Minor Roman Basilicas: San Nicola in Carcere

The minor Roman basilica of San Nicola in Carcere is one of the more obvious examples of the use of 'spoila' in Roman churches. Here this is most prominently seen on the two outer walls of the basilica that line the nave. There you will see two rows of columns that have since been embedded into the exterior walls of the basilica. Three were also incorporated into the 16th century facade. 

These are remnants of the three pagan Roman temples that the basilica was built over-top and surrounded by. To give you a sense of what is meant by this, here is an archeological depiction showing the three former temples overlaid over a photo of the present Christian basilica. 

These temples come from Rome's Republican era, dated to the third to second century B.C. dedicated to Spes, Janus and Juno. 

As for the Christian basilica, its origins are dated to the sixth century though the present structure is the result of a substantial rebuilds which took place at the end of the sixteenth century as well as many restorations during the 19th century -- including the ciborium magnum itself which dates from that period.

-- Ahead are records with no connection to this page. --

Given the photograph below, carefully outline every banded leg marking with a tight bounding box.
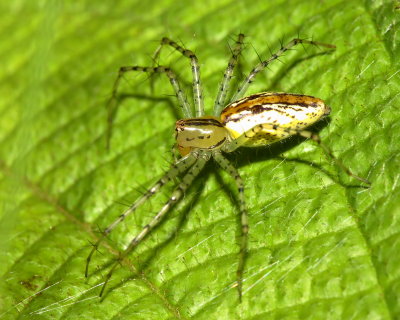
[98,157,207,297]
[226,123,370,184]
[85,153,197,278]
[154,37,204,117]
[214,33,245,116]
[231,38,336,102]
[106,65,192,149]
[213,152,248,302]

A view behind the altar into the apse

Amongst the spoila you can find within the basilica, ancient, mismatched columns line the nave and beneath the high altar you can find ancient bath made of green stone that has been repurposed and now contain the relics of the Roman martyrs Mark and Marcellinus, Simplician, Faustinus and Viatrix. 

A beautiful coffered ceiling was added to the basilica in 1868, one of the more impressive ones in the city of Rome to my mind, with its beautiful combination of blues, golds and accented by reds in the heraldry. They include the papal arms of Pope Pius IX -- under whom a restoration of the basilica was undertaken. 

Finally, I would note for our more archeologically interested readers, underneath the basilica are the foundational remnants of the old Roman era temples:

San Nicola in Carcere is one of the Lenten stational churches of Rome and certainly one of the basilicas in Rome that you should try to see at least once.